A Golden Barrel Cactus (Echinocactus grusonii) doesn't really need to bloom to have a commanding presence in the garden. The symmetrically rounded stem is armored down the ridges with clusters of golden yellow spines. A wooly white patch tops older cacti. This is the central growing point and bears the small, yellow flowers. Growing in U.S. Department of Agriculture plant hardiness zones 8 through 11, these long-lived, slow-growing cacti can reach 3 feet across and 4 feet high. They are suitable for container plants anywhere.
The life cycle of the Golden Barrel starts with the flower, which needs to be pollinated to produce seeds. Yellow funnel-shaped flowers grow in a ring in the central felted portion. Plants have to be at least 14 inches across before they are old enough to flower. Sometimes the flowers are self-fertile, but you get more seeds when flowers cross-pollinate with those on another Golden Barrel. Bees are the usual pollinators. Once flowers are pollinated, they close, and seeds begin to form in the ovary beneath the faded flower.
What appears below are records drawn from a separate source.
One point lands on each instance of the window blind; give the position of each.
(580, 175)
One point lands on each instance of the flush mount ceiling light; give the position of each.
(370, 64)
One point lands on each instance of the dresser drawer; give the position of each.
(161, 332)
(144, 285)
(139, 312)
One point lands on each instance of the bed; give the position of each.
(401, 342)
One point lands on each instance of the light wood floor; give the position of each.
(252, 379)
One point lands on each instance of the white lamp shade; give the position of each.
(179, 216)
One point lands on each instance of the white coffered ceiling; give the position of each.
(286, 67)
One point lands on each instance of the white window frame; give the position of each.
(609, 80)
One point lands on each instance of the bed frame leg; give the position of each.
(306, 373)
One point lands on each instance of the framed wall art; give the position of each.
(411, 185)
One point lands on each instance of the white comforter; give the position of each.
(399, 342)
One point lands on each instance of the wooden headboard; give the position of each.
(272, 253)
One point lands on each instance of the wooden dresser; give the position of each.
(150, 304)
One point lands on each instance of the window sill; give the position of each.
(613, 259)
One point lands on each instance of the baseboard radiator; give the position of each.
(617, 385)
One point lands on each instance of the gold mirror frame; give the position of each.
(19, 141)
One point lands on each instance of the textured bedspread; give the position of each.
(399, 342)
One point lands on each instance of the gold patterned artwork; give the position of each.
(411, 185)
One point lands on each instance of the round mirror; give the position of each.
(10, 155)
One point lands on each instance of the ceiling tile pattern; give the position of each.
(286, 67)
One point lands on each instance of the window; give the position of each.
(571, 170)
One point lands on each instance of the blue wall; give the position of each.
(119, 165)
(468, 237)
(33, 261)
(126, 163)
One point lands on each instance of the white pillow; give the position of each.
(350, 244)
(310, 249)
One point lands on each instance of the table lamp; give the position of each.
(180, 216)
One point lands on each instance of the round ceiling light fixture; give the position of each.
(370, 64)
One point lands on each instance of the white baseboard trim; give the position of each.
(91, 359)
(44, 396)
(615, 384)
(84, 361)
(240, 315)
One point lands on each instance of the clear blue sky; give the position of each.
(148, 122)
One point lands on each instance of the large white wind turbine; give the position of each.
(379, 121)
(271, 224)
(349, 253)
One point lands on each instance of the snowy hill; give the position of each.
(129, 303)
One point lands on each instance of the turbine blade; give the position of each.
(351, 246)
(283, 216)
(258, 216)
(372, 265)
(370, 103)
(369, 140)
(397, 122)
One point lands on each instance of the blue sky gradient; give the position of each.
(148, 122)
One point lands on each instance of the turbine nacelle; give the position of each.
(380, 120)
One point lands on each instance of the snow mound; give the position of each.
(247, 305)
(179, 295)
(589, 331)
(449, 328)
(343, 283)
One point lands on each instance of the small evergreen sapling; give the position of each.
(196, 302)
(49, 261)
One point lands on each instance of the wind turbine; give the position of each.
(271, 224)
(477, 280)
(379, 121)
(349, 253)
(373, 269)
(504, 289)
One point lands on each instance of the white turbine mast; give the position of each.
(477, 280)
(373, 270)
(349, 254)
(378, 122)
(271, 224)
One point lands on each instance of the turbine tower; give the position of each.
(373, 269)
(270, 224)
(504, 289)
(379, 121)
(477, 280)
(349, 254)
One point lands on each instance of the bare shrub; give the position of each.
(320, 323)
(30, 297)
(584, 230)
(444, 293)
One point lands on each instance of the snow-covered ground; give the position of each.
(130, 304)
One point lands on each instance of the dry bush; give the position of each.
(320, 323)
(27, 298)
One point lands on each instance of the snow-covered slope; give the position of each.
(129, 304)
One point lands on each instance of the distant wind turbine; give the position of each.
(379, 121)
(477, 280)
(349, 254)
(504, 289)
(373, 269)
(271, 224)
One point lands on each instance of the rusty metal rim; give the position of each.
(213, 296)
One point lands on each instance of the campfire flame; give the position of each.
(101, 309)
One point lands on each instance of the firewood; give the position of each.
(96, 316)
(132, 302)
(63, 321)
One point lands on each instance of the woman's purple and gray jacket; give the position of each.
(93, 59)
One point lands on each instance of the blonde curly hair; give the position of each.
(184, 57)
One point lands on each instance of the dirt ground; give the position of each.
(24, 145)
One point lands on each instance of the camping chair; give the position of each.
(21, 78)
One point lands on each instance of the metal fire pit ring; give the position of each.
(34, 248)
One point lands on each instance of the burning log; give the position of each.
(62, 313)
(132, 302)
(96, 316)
The fruits are embedded within the dense plant hairs on the top of the plant, and they remain in place year after year unless you pull them out. Sometimes ground squirrels harvest them to eat the seeds. The dried flower stays on top of the fruit. The fresh fruit has a yellowish fleshy wall that dries to brown. The oval black seeds inside the fruit remain viable for a long time. To collect the seeds, gently remove the fruit by grasping the dried flower and slightly twisting it as you pull. It's best to take fruits to a work table to break them open and remove the seeds.
Seeds germinate during warm, moist conditions and need light to sprout. To plant the seeds, use a clean, shallow pot with drainage holes and a soil-less growing mix like half peat and half perlite. After filling the pot within an inch of the top with the potting mix, scatter some chicken grit on top, and then evenly distribute the seeds, so they lodge among the grit. Water the pot from the bottom by temporarily putting it in a tray of water, so the mix is thoroughly wet. Cover the pot with plastic and place it in bright indirect light, keeping the soil moist but not soggy.
Pudgy little seedlings emerge from the seeds after four to six weeks. They look like miniature greenish-pink pencil erasers with a pair of pointed corners, which are the cotyledons or seed leaves. As the seedlings grow, a puff of little spines develops on a bump between the cotyledons. Gradually remove the plastic after the seeds have germinated. Allow them to grow until they are big enough to touch each other and have a little crown of spines when you can transfer them in small clumps of four to six plants to individual 2-inch pots. Being in clumps helps to keep them from being overwatered.
As the seedlings grow, they begin to look more like a cactus. Plants have little bumps with a cluster of small spines atop each bump, more properly called tubercles, that eventually join together to form the ridges on the cactus. When your seedlings fill the pot, unpot them, separate them and give each one its own 2-inch pot. Each time they grow to touch the sides of the pot, transplant them to just the next pot size and gradually give them partial sunlight. When cacti are 6 inches wide, they can be gradually accustomed to garden conditions and planted outdoors. After about 15 years, the plant becomes large enough to flower, and the cycle repeats itself.